Jefferson County's Emergency Operations Center is currently activated. The nonemergency numbers are 304-728-6345 and 304-725-5001.
Miller said Jefferson County hotels were booked and restaurants were busy. At one stop Saturday, she said the electronic credit-card processor wasn’t working so the store had to make a credit card receipt copy the old-fashioned way, with a carbon copy.
FirstEnergy owns the major transmission lines that were being held up by the three towers in West Virginia, Surgeoner said.
Other effects of the storm included downed trees and wires, and damaged transformers, Surgeoner said.
The first priority in West Virginia will be getting the towers back up because they deliver large amounts of electricity from generating plants to substations, he said.

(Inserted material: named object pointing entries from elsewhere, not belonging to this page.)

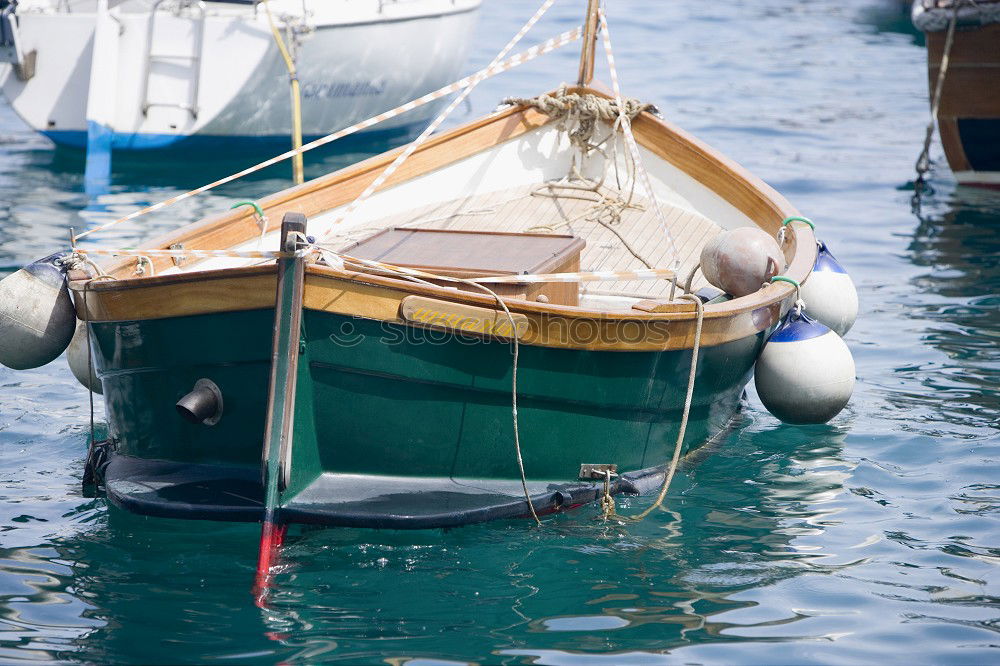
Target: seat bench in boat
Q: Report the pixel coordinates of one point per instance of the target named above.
(469, 254)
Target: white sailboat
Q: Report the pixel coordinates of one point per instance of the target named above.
(148, 74)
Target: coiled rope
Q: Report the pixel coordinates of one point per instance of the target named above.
(923, 165)
(508, 64)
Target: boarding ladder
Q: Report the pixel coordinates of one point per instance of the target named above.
(193, 60)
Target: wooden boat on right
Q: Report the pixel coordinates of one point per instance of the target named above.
(965, 36)
(542, 307)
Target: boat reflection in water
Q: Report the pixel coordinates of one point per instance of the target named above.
(958, 247)
(127, 587)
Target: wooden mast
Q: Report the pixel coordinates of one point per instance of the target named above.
(589, 44)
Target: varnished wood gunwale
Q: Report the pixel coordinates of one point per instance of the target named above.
(378, 297)
(971, 86)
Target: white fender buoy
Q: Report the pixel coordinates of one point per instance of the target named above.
(738, 261)
(830, 294)
(78, 357)
(805, 373)
(37, 319)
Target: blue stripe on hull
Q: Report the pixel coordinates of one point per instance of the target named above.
(138, 142)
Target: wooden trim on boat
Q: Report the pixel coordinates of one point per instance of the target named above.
(970, 87)
(378, 297)
(381, 298)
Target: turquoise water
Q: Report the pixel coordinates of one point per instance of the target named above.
(874, 538)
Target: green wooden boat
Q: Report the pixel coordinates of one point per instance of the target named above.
(396, 365)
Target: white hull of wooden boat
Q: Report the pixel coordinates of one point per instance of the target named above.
(230, 82)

Hopefully, Surgeoner said, the towers will be repaired by Tuesday.
The next priority will be ensuring power to public emergency facilities such as hospitals, water and sewage treatment plants, and emergency services such as police and fire, Surgeoner said.
Then crews will work on restoring power to the largest amount of customers in the least amount of time, he said.
Repairs continue 24 hours a day with crews working 16-hour shifts, resting eight hours and returning to work, Surgeoner said.
FirstEnergy crews from Toledo Edison, Ohio Edison, Pennsylvania, New Jersey and the Cleveland area are being brought in to help, Surgeoner said.
Outside of FirstEnergy, the company is bringing in contractors from as far away as Michigan to help restore power, Surgeoner said.
Jefferson Memorial Hospital was not affected by the storm, but City Hospital in Martinsburg lost power at about 10:30 p.m. Friday so the emergency generators kicked in, hospital spokeswoman Teresa McCabe said.
The air conditioning for patients on seven floors was not connected to the emergency generators, so hospital staff set up fans and moved some patients to areas with air conditioning until the power was restored at 2 p.m. Saturday, McCabe said. Another generator was on its way to City Hospital from Lexington, Ky., she said.
The emergency department, the intensive-care unit and the cardiac catheterization lab in the new section of the hospital did not lose air conditioning, she said.
City Hospital suspended outpatient testing, diverted trauma calls to other area hospitals and only handled emergency surgeries until the main power was restored Saturday, McCabe said.
In Berkeley County, the Martinsburg Police Department had power restored shortly before 10:30 a.m. Sunday, according to the police department.
As power came back on in areas in Martinsburg, the Martinsburg Fire Department got occasional calls for downed wires sparking, Fire Capt. Donna Harmison said.